Friday, August 23, 2013

This is the End My Friend: Pulling the Final Trigger

It has been nine months since I left my Ph D program.  As we gear up for another academic year, the day is fast approaching when I would have been returning to school.  A year ago it was difficult to fathom what leaving would look like, or even that I would ever get out. I had a hard time imagining myself no longer wandering the halls of the University--either via graduation or some other path.

While I said my good byes last December, and even paid off that $10 library fine that finally got mailed out to me in April, there is still one last step that awaits me:  filing the form ending my degree progress.  I've known it was coming all summer long.

When I quit my faculty still wanted me to leave the door open to returning.  Quitting graduate school gracefully meant my adviser wanted me to find the least permanent way of exiting, which I accomplished by simply withdrawing from classes and failing to register.  If I decided I didn't want to come back, or thought I would be out for longer than a year, it was suggested I end my degree progress.  That would stop the clock on my degree, and if I wanted to return later I would need to reapply to the program. While this wouldn't hold my place, given my status, relationships with faculty, and timely degree progress the odds were high I would be reaccepted. The benefit of reapplying included that they would budget a teaching position for me, which would mean my funding was more secure.

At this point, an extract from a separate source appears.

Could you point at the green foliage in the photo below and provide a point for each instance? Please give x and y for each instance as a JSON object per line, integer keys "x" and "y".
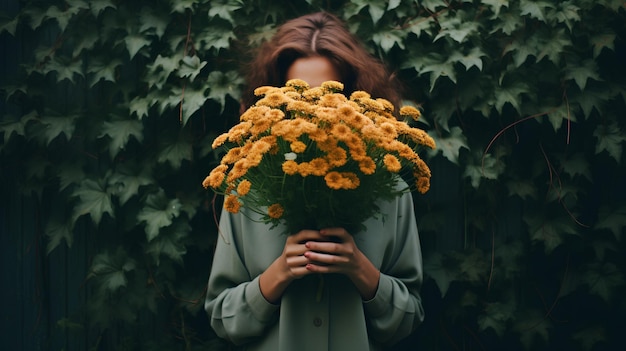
{"x": 113, "y": 110}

Having been out of my program for nine months, it makes sense to file the last and final form.  If I do decide at some point to go back, filing now preserves my eligibility to return since I would have at least a year left on my degree clock.  The reality is that I am enjoying my life outside of academia.  My career path is leading me further and further away from finishing, and even in the short six months I have been out of school big changes have hit my department through retirements, and recruitments and loss of faculty. My own advisers are all senior faculty who are starting to look at retirement, and even if I did want to return in five years it is not entirely clear that any of my current committee members would still be around.

Filing the end to my degree status  suddenly feels very final.  Driving the forty minutes out to the University to do so also seems like a pain.  But I have thirty more days to procrastinate.  Instead of going back to school this year, I will be officially severing all ties.  Leaving is always a gradual process, but even it eventually comes to an end.